Gellert Grindelwald possui argumentos interessantes para dividir o mundo bruxo, mas por ser tratar de um bruxo com uma reputação tão maléfica no universo HP, ainda falta mostrar seu verdadeiro valor – talvez o pior do vilão seja abordado nos próximos três filmes, fazendo dele um personagem tão memorável quanto o “você sabe quem”.

Aproveitando o assunto para falar da atuação de Johnny Depp, independente da vida pessoal do ator. Vou falar de uma forma pessoal, Depp nunca me impressionou em suas atuações, pra mim são todas versões de Jack Sparrow em ambientes diferentes e antes de Piratas do Caribe era só mais um ator mediano de Hollywood – como disse, isso é uma nota pessoal. Como Grindelwald, Depp me surpreendeu, apresentou uma boa atuação dentro do que foi proposto, não se prendendo a atuações passadas.

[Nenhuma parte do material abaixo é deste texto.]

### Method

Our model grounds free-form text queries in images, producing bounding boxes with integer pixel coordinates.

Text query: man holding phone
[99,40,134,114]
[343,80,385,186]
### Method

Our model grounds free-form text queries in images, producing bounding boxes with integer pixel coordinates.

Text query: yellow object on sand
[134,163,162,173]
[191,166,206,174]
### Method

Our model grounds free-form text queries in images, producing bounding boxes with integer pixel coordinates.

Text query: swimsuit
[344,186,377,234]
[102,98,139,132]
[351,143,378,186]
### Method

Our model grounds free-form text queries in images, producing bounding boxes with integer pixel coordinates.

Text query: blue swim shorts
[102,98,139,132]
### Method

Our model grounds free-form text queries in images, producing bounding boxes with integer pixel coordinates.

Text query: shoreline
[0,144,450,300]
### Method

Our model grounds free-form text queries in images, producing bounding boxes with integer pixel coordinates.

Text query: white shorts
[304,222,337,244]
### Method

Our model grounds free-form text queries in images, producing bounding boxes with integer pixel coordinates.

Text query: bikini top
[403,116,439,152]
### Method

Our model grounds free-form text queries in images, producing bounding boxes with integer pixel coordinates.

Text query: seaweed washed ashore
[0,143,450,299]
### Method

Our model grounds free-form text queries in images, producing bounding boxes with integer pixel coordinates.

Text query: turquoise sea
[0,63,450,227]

O elenco de “Animais Fantástico: Os crimes de Grindelwald” é um grande diferencial para a qualidade do filme. Eddie Redmayne, Katherine Waterston, Alison Sudol e Dan Fogler que fazem parte do núcleo principal da trama, possuem um carisma fora do normal. Dan Fogler funciona mais uma vez como o alívio cômico, já que Jacob é o único Trouxa em meio aos bruxos. O humor do personagem é tão gostoso de acompanhar e fica ainda melhor com a presença da Queenie, só perdem o título de melhor humor fofo para o Pelúcio, que agora tem filhotes.

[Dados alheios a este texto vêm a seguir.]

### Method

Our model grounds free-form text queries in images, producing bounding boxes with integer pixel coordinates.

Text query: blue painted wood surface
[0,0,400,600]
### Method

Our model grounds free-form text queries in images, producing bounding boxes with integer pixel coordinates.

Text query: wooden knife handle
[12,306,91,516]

Alvo Dumbledore está em excelente mãos com Jude Law, o ator mostra porque é um dos melhores de Hollywood, o misto de carisma, mistério e tensão honra o personagem apresentado por Richard Harris e Michael Gambon na franquia “Harry Potter sem os bichos”. Vale ressaltar que a sexualidade do personagem é abordada de forma interessante e leve.

Nagini é uma personagem muito interessante, Claudia Kim é perfeita para o papel e possivelmente terá mais destaque nos próximos filmes, até porque queremos saber como ela foi virar o “bichinho de estimação” daquele que não deve ser nomeado. Ezra Miller continua mais do mesmo, nada de excepcional. Zoë Kravitz também merece destaque, Leta Lestrange é um papel importante na trama e a atriz se destaca por apresentar um ótimo trabalho.

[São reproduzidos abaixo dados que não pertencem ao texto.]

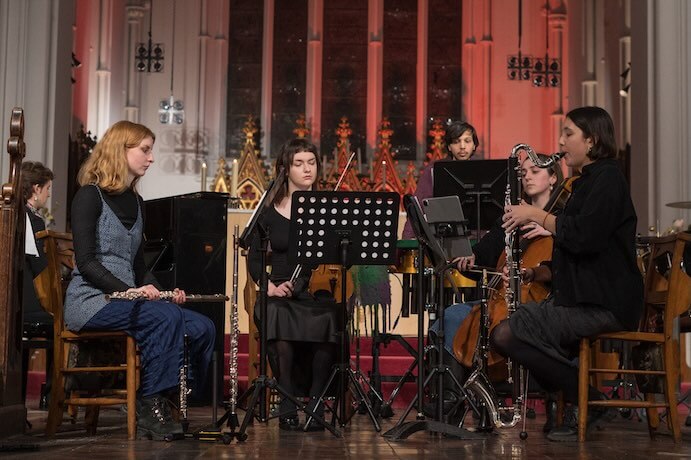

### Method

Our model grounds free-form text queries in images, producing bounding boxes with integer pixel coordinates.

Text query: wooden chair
[36,230,137,440]
[578,233,691,442]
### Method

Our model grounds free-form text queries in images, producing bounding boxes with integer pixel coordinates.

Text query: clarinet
[228,225,240,429]
[180,334,192,432]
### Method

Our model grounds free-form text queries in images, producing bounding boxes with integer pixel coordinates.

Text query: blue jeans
[84,300,216,396]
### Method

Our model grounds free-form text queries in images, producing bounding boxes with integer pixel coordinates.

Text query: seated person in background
[22,161,53,408]
[430,154,563,422]
[65,121,215,439]
[490,107,643,441]
[248,139,341,431]
[403,121,480,240]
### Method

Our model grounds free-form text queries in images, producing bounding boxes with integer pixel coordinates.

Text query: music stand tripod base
[289,191,400,431]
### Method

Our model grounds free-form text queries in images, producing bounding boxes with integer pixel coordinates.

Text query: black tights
[490,321,578,404]
[270,340,338,413]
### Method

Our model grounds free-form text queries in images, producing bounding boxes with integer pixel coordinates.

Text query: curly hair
[77,120,156,193]
[566,106,618,161]
[444,121,480,156]
[22,161,54,201]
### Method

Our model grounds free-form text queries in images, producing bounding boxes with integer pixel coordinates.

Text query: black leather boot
[137,394,183,441]
[303,397,324,431]
[542,393,558,433]
[278,398,300,431]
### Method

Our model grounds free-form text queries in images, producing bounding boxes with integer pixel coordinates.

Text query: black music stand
[384,195,485,440]
[289,191,400,431]
[231,169,341,442]
[433,160,507,241]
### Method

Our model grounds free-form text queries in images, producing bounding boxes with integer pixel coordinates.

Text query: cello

O filme possui um fanservice grandioso, com vários elementos familiares para os fãs da franquia nos cinemas e, principalmente para os PotterHeads consumidores assíduos dos livros. Talvez isso se torne o principal problema do longa, já que ele acaba se tornando complexo para os mais leigos. Realmente, não explorar diversas coisas apresentadas no decorrer da trama, é o principal problema de “Os Crimes de Grindelwald”, isso acaba o fazendo um filme raso, onde é possível perceber que dentro das suas 2h14, nenhum personagem possui um destaque diferenciado, apresentando muita informação e pouco resultado. Em partes técnicas, CG, figurino, trilha sonora, 3D, além de ótimas atuações, o filme é um espetáculo grandioso que merece aplausos.

A grande questão é: Animais Fantásticos é Harry Potter sem Harry Potter ou Harry Potter é Animais Fantásticos sem Animais Fantásticos? Brincadeiras a parte, Animais Fantásticos: Os Crimes de Grindelwald é uma obra, que se possível, digna de assistir em IMAX, deixando um agradável gostinho de quero mais.